4. How to get the authoritative year-by-year totals and why definitions matter

To obtain the authoritative totals for FY2016–FY2020, the Yearbook tables on the OHSS/DHS website should be consulted directly: the Yearbook pages and the FY2020 PDF are cited among the search results and host the tables that record LPRs, nonimmigrant admissions, adjustments of status, refugees, and combined tallies [4] [8] [7]. Researchers must choose the Yearbook table that matches their intended definition of “total immigrant admissions” (for example, “Persons Obtaining Lawful Permanent Resident Status” versus “Total Nonimmigrant Admissions” versus “legal immigrants = new arrivals + adjustments”) because DHS’s reporting separates arrivals at ports of entry from status adjustments and releases final annual data in the Yearbook itself [6] [5].
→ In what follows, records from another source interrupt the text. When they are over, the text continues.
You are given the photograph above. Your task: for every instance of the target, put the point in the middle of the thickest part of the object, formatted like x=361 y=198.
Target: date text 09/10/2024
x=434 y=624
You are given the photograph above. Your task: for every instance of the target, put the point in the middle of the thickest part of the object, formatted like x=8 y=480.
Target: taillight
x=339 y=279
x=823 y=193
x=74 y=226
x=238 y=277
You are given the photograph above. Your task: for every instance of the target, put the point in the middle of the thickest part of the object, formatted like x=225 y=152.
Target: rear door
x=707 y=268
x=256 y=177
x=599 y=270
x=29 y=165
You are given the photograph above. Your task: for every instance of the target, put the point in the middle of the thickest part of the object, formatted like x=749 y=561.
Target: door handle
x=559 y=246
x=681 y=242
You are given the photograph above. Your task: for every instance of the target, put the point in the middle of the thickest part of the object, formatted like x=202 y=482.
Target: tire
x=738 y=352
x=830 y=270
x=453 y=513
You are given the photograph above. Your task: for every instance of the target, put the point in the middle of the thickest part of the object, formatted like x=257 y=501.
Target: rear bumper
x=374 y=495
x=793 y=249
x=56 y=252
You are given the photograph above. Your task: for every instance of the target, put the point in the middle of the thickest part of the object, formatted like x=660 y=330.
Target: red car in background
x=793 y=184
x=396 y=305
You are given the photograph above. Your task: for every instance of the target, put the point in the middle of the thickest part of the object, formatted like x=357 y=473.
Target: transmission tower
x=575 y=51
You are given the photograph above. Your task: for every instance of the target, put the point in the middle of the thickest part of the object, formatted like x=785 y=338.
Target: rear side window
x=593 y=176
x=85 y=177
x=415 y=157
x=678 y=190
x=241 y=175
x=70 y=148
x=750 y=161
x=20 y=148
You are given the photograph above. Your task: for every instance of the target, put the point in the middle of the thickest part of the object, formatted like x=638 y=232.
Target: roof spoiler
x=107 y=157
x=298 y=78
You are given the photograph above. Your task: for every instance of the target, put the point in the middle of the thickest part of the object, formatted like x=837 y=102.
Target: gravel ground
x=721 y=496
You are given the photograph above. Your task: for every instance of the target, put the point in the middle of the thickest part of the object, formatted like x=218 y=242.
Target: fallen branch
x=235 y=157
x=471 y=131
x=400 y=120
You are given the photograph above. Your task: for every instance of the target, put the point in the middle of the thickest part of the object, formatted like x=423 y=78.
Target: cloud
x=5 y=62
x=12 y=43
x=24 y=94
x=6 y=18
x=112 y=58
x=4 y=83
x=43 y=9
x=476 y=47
5. Bottom line and transparency about limits in the supplied reporting

The material provided here allows a sourced statement that the 2016 Yearbook is reported to show about 1.18 million legal immigrants in FY2016 (attributed in the supplied excerpt) but does not include the explicit Yearbook tabulations for FY2017–FY2020 needed to list those totals with citation; the Yearbook site and the FY2020 Yearbook PDF are the correct primary sources to pull those year-by-year numbers and to resolve definitional choices [3] [4] [8]. Any definitive year-by-year table for FY2016–2020 must therefore be drawn from the Yearbook tables on the OHSS/DHS site rather than from the limited snippets provided above [2] [7].

Want to dive deeper?
How many lawful permanent residents (green cards) did the DHS Yearbook report for each fiscal year 2016–2020 by category (new arrivals vs. adjustments)?
What were the Yearbook’s reported totals for nonimmigrant admissions (I-94) for fiscal years 2016–2020, and how did COVID-19 affect 2020 figures?
Where in the DHS Yearbook tables can one find combined ‘legal immigrants’ totals and what methodological notes should researchers read before aggregating Yearbook categories?